Le Centre pour les technologies de l’information et le développement (CITAD), membre d’APC basé au Nigeria, a récemment adopté à cet égard une approche en trois volets : autonomiser la société civile (en particulier les femmes), sensibiliser le public et soutenir directement les efforts de plaidoyer. Tout au long de son projet intitulé «  Enhancing the Flourishing of Digital Rights in Nigeria » (« Renforcer l’épanouissement des droits numériques au Nigeria ») pour lequel il a obtenu le soutien d’une subvention secondaire d’APC entre novembre 2022 et mai 2023, le CITAD a renforcé les capacités de la société civile à éliminer la fracture numérique. « Nous avons réalisé que la question ne se limitait pas juste à l’accès aux technologies. Même si on fournit des compétences, même si on fournit du matériel, de graves problèmes continuent à se présenter » a déclaré Y. Z. Y’au, le directeur exécutif du CITAD.

Le CITAD a organisé de nombreux types d’activités, notamment :

  • Une formation pour les dirigeants de la société civile et les femmes journalistes
  • Une rencontre nationale des parties prenantes des droits numériques au Nigeria
  • Des espaces mensuels de débats sur Twitter/X sur une durée de six mois
  • La cinquième École de l’internet féministe de Bauchi (BaFIS)
  • Huit conférences de presse mensuelles
  • Six forums de discussion publics
  • Une Journée d’action des médias sur les droits numériques au Nigeria
  • Trois visites de plaidoyer auprès d’organismes gouvernementaux importants
  • Deux enquêtes auprès des participant·e·s pour comprendre les niveaux de sensibilisation aux droits numériques avant et après le projet.
Renforcer les capacités des défenseur·e·s de l’inclusion numérique

Le CITAD s’est fixé pour objectif d’accroître les capacités des femmes à comprendre leurs droits numériques, améliorer leur sécurité en ligne et utiliser l’internet comme outil d’autonomisation. La première étape comprenait une formation de deux jours en sécurité numérique. Celle-ci a été proposée à 31 femmes, des journalistes, des dirigeantes de la société civile et des jeunes femmes, qui ont à leur tour offert ces formations à 449 personnes dans leurs communautés et ont partagé leur expérience dans des programmes radio et télévisés à ce sujet. L’une des participantes a avoué qu’avant la formation, elle ne savait absolument pas comment se protéger en ligne, ni qu’elle avait la possibilité d’intenter une action en justice contre les atteintes à la vie privée, deux points essentiels qu’elle a appris pendant la formation.

Image: A group of people participates in two-day workshop on enhancing digital rights in Nigeria. Photo courtesy of CITAD.
[Un groupe de personnes participant à un atelier de deux jours sur le renforcement des droits numériques au Nigeria.
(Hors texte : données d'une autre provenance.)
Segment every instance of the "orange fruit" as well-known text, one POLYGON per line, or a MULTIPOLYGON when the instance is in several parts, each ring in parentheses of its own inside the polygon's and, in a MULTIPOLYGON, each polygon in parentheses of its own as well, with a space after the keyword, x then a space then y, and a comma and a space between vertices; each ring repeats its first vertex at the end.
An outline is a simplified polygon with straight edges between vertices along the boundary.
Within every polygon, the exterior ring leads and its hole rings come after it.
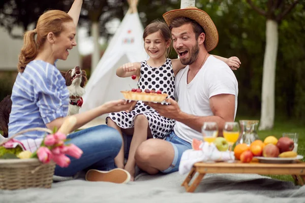
POLYGON ((192 143, 192 148, 194 150, 200 150, 199 147, 201 143, 202 143, 202 141, 193 138, 193 142, 192 143))
POLYGON ((238 144, 234 148, 234 154, 236 159, 239 159, 242 152, 250 150, 250 148, 247 144, 238 144))
POLYGON ((266 145, 265 145, 263 141, 262 141, 260 140, 256 140, 252 142, 252 143, 250 145, 250 148, 254 145, 259 146, 262 148, 262 149, 264 149, 264 147, 265 147, 265 146, 266 146, 266 145))
POLYGON ((278 143, 278 139, 274 136, 268 136, 267 138, 265 138, 264 140, 264 143, 265 145, 267 145, 268 144, 273 144, 274 145, 277 145, 277 143, 278 143))

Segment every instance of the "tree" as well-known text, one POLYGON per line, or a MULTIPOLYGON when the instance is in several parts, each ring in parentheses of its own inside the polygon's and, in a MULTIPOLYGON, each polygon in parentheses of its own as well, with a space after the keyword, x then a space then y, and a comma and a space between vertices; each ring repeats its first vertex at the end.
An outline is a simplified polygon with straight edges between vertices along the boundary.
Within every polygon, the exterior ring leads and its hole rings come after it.
POLYGON ((268 0, 265 9, 252 0, 251 7, 266 18, 266 46, 264 57, 262 106, 259 129, 273 127, 275 112, 276 65, 279 41, 279 24, 299 2, 299 0, 268 0))
POLYGON ((0 25, 5 27, 13 38, 22 38, 23 33, 13 34, 13 28, 21 26, 23 31, 36 22, 39 16, 48 9, 67 10, 71 0, 40 1, 37 0, 2 0, 0 3, 0 25))

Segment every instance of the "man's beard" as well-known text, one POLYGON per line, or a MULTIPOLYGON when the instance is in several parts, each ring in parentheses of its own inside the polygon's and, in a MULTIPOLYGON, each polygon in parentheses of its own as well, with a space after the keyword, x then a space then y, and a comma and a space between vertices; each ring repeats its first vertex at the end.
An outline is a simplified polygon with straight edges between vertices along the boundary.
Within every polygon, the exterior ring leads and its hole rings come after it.
POLYGON ((190 65, 196 60, 199 53, 199 45, 198 41, 196 41, 196 45, 192 48, 189 53, 191 54, 189 58, 180 58, 181 63, 184 65, 190 65))

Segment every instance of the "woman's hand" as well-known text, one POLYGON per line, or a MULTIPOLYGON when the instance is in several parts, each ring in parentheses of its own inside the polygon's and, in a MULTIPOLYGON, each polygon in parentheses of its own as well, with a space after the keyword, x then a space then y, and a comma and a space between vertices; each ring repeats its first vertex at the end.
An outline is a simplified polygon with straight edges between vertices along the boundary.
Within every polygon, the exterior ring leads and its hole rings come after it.
POLYGON ((135 105, 136 101, 126 101, 124 99, 106 102, 102 105, 106 113, 117 112, 125 111, 129 112, 132 106, 135 105))

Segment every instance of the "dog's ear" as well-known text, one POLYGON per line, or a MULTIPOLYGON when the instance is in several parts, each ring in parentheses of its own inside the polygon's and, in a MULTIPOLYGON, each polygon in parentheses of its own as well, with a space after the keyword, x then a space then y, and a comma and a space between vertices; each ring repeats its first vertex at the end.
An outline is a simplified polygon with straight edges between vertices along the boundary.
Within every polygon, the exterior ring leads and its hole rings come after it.
POLYGON ((59 72, 62 74, 62 75, 63 76, 63 77, 64 78, 65 78, 65 76, 66 76, 66 72, 65 72, 65 71, 59 71, 59 72))
POLYGON ((86 71, 84 70, 81 71, 81 83, 80 83, 80 86, 81 87, 84 87, 86 86, 87 81, 88 79, 87 79, 87 74, 86 73, 86 71))

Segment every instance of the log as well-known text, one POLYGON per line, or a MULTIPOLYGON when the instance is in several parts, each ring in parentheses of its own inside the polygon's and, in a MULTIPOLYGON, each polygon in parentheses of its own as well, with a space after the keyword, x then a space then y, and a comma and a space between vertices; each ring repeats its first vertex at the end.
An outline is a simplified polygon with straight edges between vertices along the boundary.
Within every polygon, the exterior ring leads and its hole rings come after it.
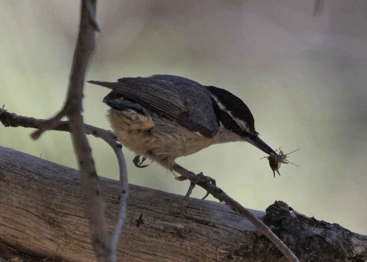
MULTIPOLYGON (((100 183, 110 232, 117 216, 119 182, 100 178, 100 183)), ((253 225, 224 204, 190 199, 181 216, 182 196, 134 185, 130 190, 118 260, 286 261, 253 225)), ((84 205, 77 170, 0 147, 3 260, 95 261, 84 205)), ((367 258, 367 236, 308 218, 285 203, 276 202, 266 215, 251 211, 301 261, 367 258)))

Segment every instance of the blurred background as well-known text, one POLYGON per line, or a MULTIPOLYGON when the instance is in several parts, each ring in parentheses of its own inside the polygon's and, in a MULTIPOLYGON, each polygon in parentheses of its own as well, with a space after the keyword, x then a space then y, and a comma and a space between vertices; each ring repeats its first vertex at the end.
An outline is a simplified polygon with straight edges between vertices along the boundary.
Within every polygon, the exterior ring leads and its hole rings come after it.
MULTIPOLYGON (((275 178, 247 143, 212 146, 177 162, 215 178, 246 207, 282 200, 299 212, 367 234, 367 1, 313 0, 98 1, 101 32, 87 80, 168 74, 224 88, 250 108, 262 139, 285 153, 275 178)), ((0 106, 48 119, 63 105, 79 2, 0 2, 0 106)), ((87 84, 84 120, 109 129, 107 89, 87 84)), ((69 134, 0 126, 0 145, 76 168, 69 134)), ((112 149, 88 138, 98 174, 117 179, 112 149)), ((153 163, 130 183, 185 194, 189 183, 153 163)), ((0 157, 1 157, 0 156, 0 157)), ((205 192, 197 188, 193 196, 205 192)), ((213 211, 214 212, 214 211, 213 211)))

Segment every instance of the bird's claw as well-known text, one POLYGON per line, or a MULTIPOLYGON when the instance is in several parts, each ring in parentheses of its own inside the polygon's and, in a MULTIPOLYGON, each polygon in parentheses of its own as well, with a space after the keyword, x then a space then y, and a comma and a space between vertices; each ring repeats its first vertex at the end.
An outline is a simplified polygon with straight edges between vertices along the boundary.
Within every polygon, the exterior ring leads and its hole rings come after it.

Photo reproduite avec l’aimable autorisation du CITAD.]
 

Un deuxième effort de renforcement des capacités a eu lieu avec la cinquième édition de l’École de l’internet féministe de Bauchi (BaFIS), créée en 2016 pour former « des défenseurs de l’inclusion numérique qui rejoindront d’autres défenseurs pour combler la fracture numérique dans le pays. » Les 34 participant·e·s à l’édition 2023 ont examiné les pistes possibles pour l’inclusion de genre, parallèlement à une formation intensive sur l’accès et l’utilisation de l’internet (notamment les médias sociaux).

« Ce que nous avons découvert, c’est que beaucoup de femmes et de jeunes filles ont intériorisé la peur de l’internet en raison de contenus qu’elles trouvent désagréables, d’expériences de personnes qui ont été victimes de violence de genre en ligne, ou de femmes exposées et ridiculisées dans les médias, si bien qu’elles sont nombreuses à rester à l’écart des espaces numériques », explique Ya’u. C’est à travers les réponses à ces craintes et la création d’un large espace permettant aux femmes de participer tout en veillant à ce que les hommes comprennent mieux la question de l’inégalité numérique que la formation de l’École de Bauchi a vraiment permis d’autonomiser ces personnes. « Dans un environnement structuré par le patriarcat, ajoute-t-il, nous avons pensé qu’il était possible de rassembler les hommes et les femmes et d’essayer de comprendre ce dont nous avons besoin en tant que collectivité pour occuper cet espace. »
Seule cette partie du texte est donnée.